The SEC’s solution is to assemble experts for a panel! What good this will do is subject to question. In this politically charged season, it could degenerate into finger pointing and partisan sideswipes. I hold out some hope that the discussion could provide some clarity for investors who are concerned about the impact of additional financial assets coming on the balance sheet at fair value.

In response to the "Mark This to Market" post, David Phillips, editor of the web log 10Q Detective and contributor to BNet.com, posed the question, “if the investments are securitized, how are the companies to ‘fairly value’ the QSPEs if they rarely trade or a limited resale market is available.”

We already saw what happened when FAS 157 went into effect for effect in November 2007 for those financial assets already on bank balance sheets. When active counter parties went away, the bank accountants turned to the third option provided by FAS 157 - mark-to-make-believe.

There are proponents of the fair value accounting principal. Indeed, I am attracted to the concept of keeping companies honest about asset values.
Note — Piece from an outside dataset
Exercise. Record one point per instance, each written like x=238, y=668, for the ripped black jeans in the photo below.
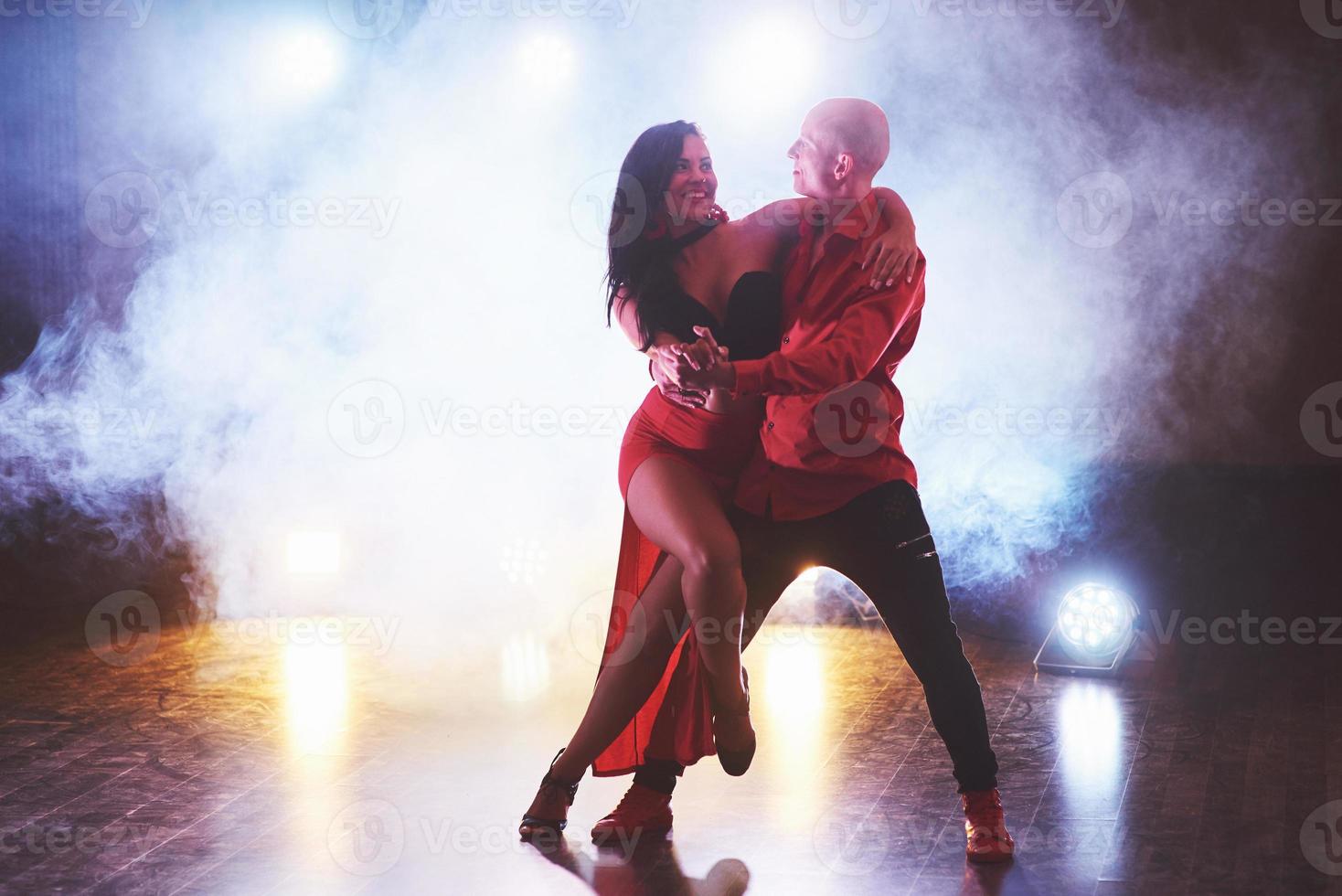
x=882, y=542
The difficulty arises when there is no ready market for an asset or when the market is temporarily illiquid. The mark down of asset values quarter by quarter hardly provides a clear view on the situation during period of volatility. In fact, it could lead to a murkier picture than if the asset remained on the balance sheet at the purchase price. Furthermore, when the practical standards for such an accounting principal are imposed in the middle of a significant asset bubble such as we just experienced in the housing market, it makes for a messy start out of the gate.

The prospect of another splash of ice water from the addition to the balance sheet of QSPE and SPE assets at market value should give investors some pause in the coming months. This provides another reason to remain cautious in the return to long positions in the U.S. equity market, particularly in the financial sector.